The Kandinsky Effect have not made the best jazz album of the year, nor the best rock album of the year. Whatever it is, it's still one of the best albums of the year.

I was in college when I learned the story of how Russian painter Wassily Kandinsky didn’t recognize one of his own works, even when he had just been working on it moments before. On this particular day, he was wrapping up work on a painting as it lay sideways on his easel. He then left his studio to go for a walk. Upon returning, he did not recognize the painting. Just by leaving the painting on its side, it was transformed beyond recognition, even within the eyes of its creator. It’s a wonderful story, and I hope it’s true (you just never know these days).


Listening to the music of the modern jazz trio The Kandinsky Effect isn’t quite like that. You probably have to travel far and wide in order to experience the strange euphoria the artist did on that day when he found his own work to be so foreign to him. But these guys certainly understand the idea behind taking familiar elements and casting them in new light. The Kandinsky Effect have been chugging along for about ten years now and Pax 6 is their fourth album, so it’s safe to say that the jazz-meets-rock-meets-electronics formula is safe when it’s in their hands.

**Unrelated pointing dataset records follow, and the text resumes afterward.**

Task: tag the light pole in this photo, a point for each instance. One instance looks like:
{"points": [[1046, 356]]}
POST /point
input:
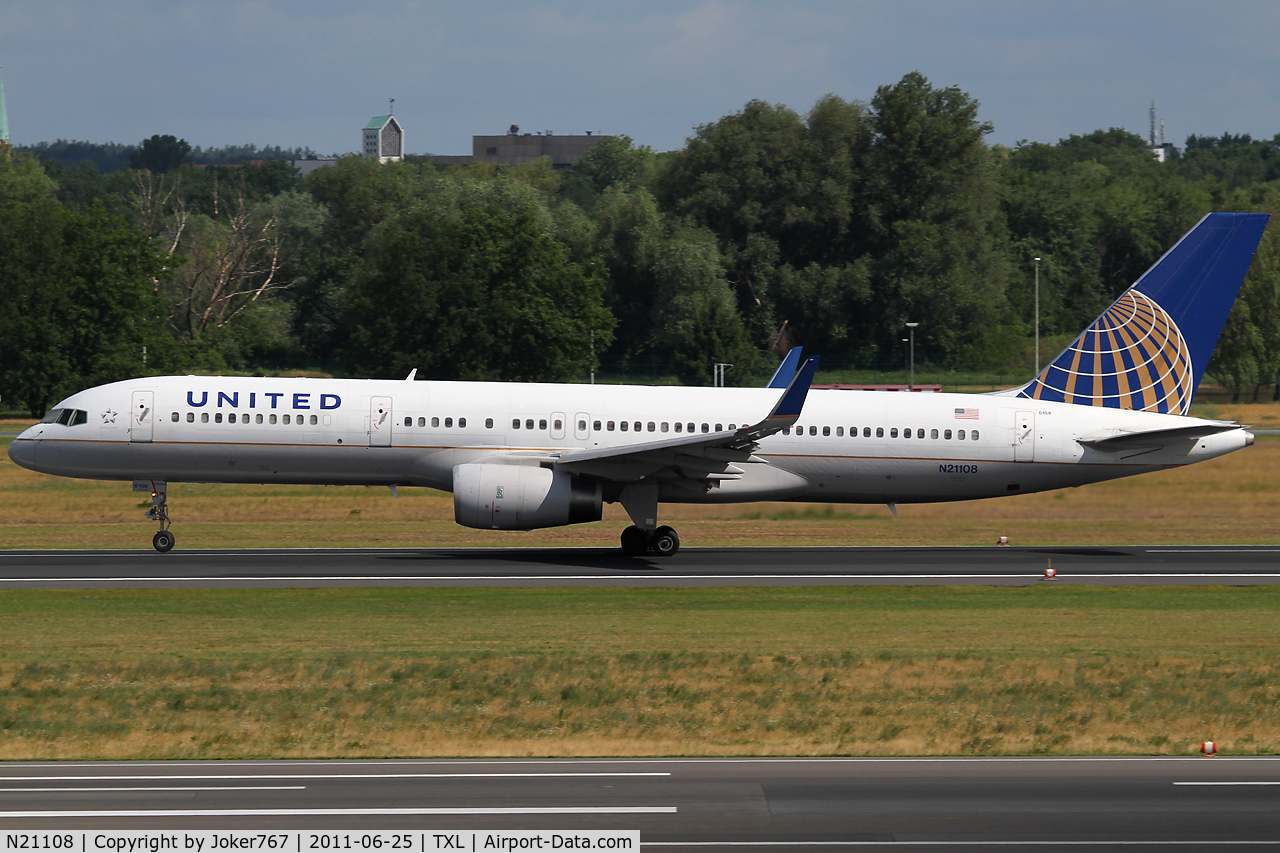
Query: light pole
{"points": [[912, 383], [1037, 316]]}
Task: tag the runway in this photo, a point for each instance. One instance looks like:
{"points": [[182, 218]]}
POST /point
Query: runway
{"points": [[696, 803], [1191, 565]]}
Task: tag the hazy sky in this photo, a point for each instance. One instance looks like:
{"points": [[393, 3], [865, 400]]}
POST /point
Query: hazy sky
{"points": [[312, 72]]}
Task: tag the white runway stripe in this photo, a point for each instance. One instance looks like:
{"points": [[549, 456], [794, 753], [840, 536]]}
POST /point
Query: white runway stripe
{"points": [[206, 776], [323, 812]]}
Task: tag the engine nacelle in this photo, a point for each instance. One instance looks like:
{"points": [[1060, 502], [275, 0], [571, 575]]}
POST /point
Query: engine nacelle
{"points": [[521, 497]]}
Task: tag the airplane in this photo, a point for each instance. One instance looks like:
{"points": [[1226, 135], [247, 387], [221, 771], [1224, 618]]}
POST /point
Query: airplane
{"points": [[520, 456]]}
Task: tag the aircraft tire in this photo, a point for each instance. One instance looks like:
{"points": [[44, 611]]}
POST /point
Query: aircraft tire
{"points": [[635, 542], [666, 542]]}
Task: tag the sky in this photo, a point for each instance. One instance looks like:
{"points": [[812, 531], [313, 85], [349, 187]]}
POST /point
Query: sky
{"points": [[312, 72]]}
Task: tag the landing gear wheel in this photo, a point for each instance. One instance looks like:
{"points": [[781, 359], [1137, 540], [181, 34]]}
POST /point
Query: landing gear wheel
{"points": [[666, 542], [163, 541], [635, 542]]}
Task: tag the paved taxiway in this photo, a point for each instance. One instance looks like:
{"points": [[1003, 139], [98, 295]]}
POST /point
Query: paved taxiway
{"points": [[1235, 565], [933, 803]]}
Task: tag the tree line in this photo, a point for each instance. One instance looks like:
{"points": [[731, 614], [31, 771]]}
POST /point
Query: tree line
{"points": [[769, 228]]}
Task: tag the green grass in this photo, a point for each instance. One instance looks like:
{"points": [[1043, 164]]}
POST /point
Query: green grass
{"points": [[412, 671]]}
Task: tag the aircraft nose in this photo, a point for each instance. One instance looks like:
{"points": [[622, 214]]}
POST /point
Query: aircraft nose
{"points": [[23, 452]]}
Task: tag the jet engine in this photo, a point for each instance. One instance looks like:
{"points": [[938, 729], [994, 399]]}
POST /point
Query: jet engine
{"points": [[521, 497]]}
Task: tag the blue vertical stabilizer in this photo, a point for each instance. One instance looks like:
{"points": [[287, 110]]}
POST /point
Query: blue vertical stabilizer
{"points": [[1148, 351]]}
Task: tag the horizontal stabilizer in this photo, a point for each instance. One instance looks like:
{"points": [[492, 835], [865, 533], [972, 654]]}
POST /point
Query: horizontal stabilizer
{"points": [[1120, 439]]}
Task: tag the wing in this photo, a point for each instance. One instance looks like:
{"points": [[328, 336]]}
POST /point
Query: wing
{"points": [[707, 456]]}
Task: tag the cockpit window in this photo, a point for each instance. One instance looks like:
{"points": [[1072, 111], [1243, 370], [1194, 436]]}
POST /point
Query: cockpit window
{"points": [[65, 416]]}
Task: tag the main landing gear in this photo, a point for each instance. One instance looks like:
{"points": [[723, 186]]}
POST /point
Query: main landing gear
{"points": [[159, 511], [663, 542]]}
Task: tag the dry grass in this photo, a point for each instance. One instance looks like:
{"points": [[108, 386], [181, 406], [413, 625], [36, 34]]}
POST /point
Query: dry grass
{"points": [[1230, 500], [223, 674]]}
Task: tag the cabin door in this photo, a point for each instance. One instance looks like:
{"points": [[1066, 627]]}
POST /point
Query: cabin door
{"points": [[1024, 437], [144, 415], [380, 422]]}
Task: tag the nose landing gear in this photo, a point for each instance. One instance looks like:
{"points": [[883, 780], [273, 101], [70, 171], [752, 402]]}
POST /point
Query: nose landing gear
{"points": [[159, 511]]}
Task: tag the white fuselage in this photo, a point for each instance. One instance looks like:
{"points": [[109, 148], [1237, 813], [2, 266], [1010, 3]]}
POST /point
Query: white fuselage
{"points": [[853, 448]]}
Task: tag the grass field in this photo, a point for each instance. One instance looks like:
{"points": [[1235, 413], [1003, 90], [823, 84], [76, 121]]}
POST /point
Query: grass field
{"points": [[224, 674]]}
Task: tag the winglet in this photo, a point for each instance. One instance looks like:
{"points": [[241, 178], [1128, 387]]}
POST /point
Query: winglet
{"points": [[787, 369]]}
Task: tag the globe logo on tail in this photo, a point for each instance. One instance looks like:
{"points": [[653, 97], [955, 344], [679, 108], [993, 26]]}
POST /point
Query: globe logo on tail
{"points": [[1133, 356]]}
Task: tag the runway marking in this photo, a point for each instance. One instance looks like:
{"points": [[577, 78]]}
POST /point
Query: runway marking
{"points": [[566, 775], [1232, 783], [8, 790], [318, 812], [663, 578]]}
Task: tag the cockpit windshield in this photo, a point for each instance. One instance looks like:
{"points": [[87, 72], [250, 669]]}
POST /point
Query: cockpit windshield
{"points": [[65, 416]]}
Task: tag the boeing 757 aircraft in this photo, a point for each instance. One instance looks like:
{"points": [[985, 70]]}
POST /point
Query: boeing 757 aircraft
{"points": [[526, 456]]}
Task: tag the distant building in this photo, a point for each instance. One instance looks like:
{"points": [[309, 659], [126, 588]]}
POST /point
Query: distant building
{"points": [[515, 147], [384, 138], [306, 165]]}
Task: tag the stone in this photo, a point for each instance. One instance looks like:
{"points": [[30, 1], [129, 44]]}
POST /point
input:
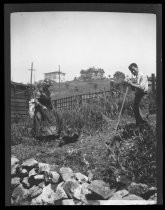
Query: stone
{"points": [[20, 194], [84, 189], [24, 173], [47, 177], [54, 168], [39, 177], [81, 177], [41, 184], [137, 188], [55, 177], [47, 197], [90, 175], [115, 197], [32, 172], [132, 197], [60, 193], [25, 183], [14, 161], [14, 170], [69, 188], [153, 197], [43, 167], [66, 173], [100, 188], [121, 193], [68, 202], [35, 191], [30, 163], [15, 182]]}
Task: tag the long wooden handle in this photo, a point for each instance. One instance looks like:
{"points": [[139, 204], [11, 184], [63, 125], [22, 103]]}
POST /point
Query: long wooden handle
{"points": [[121, 110]]}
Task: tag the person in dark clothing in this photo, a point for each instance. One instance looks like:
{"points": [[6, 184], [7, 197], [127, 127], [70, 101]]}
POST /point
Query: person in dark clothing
{"points": [[45, 122], [141, 88]]}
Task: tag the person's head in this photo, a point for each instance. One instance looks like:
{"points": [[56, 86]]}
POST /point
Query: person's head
{"points": [[133, 67]]}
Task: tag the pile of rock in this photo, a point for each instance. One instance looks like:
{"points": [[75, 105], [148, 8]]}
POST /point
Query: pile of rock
{"points": [[35, 183]]}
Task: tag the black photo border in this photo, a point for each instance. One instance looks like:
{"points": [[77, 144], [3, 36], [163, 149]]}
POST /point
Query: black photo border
{"points": [[152, 8]]}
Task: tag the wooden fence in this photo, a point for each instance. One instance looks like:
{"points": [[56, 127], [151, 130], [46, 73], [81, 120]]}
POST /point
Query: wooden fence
{"points": [[20, 96], [72, 101]]}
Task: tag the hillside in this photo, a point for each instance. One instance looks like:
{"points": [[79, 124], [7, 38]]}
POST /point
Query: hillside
{"points": [[70, 88]]}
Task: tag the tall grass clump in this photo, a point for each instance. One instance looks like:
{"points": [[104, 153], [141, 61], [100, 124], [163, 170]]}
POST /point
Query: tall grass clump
{"points": [[134, 154], [21, 128]]}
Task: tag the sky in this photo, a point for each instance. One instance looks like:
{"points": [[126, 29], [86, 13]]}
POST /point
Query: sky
{"points": [[79, 40]]}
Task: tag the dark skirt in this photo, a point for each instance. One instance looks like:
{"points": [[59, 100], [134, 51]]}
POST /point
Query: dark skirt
{"points": [[45, 122]]}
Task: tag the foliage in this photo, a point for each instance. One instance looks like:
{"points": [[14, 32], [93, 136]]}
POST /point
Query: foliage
{"points": [[119, 76], [134, 155], [21, 128]]}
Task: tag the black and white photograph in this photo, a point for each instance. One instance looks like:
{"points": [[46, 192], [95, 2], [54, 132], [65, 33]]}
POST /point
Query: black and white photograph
{"points": [[83, 108]]}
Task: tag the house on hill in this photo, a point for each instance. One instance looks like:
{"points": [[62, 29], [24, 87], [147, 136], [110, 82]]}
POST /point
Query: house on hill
{"points": [[55, 76], [92, 74], [20, 96]]}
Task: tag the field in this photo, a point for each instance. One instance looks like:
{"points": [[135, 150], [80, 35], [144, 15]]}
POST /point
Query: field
{"points": [[94, 124], [71, 88]]}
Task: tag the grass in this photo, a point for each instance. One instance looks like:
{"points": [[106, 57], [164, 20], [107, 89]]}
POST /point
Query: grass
{"points": [[95, 123]]}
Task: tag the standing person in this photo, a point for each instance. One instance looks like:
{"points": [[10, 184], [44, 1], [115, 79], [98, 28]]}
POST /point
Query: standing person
{"points": [[141, 88], [45, 122]]}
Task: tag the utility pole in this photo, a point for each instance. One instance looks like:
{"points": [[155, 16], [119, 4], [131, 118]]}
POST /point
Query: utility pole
{"points": [[59, 79], [31, 76]]}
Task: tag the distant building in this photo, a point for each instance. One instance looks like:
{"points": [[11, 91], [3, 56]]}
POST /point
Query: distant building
{"points": [[55, 76], [92, 74]]}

Saxophonist Warren Walker and bassist Gael Petrina get to have all the fun with all of the effects pedals used to create Kandinsky Effect’s mysterious and often times very moving backdrops. It is drummer Caleb Dolister that has to keep as these subgenres moving along as one unit all while making sure it still grooves and/or rocks. A majority of the pieces are composed rather than “jammed” into existence. Despite the potentially hard sell, all of these elements work. Not once does music of the Kandinsky Effect come off as pretentious or unnecessarily busy. There is not a single melody or a polyrhythmic pattern designed to go over the head of any listener. Pax 6 is just another excellent example of how far a certain musical hybrid can go when its creators aren’t so concerned with showing loyalty to any one genre.

When you listen to the brisk tempo of “This One Is For You” followed by the spacey atmospherics of the title track, the last thing you’ll be is bothered by their genre-hopping. That goes double for the funk rumblings that drive “Iron Lion” and the glassy-eyed synth pads making a bed for “Glass Bottles”. Good luck trying to play a rousing game of Name That Genre with Pax 6 because, strike me down if I’m lying, some of these miniature genres might not have names yet. For that reason, I don’t know if I can proclaim it as one of the year’s best jazz releases or one of the year’s best rock releases. All the same, Pax 6 is still one of the year’s best releases.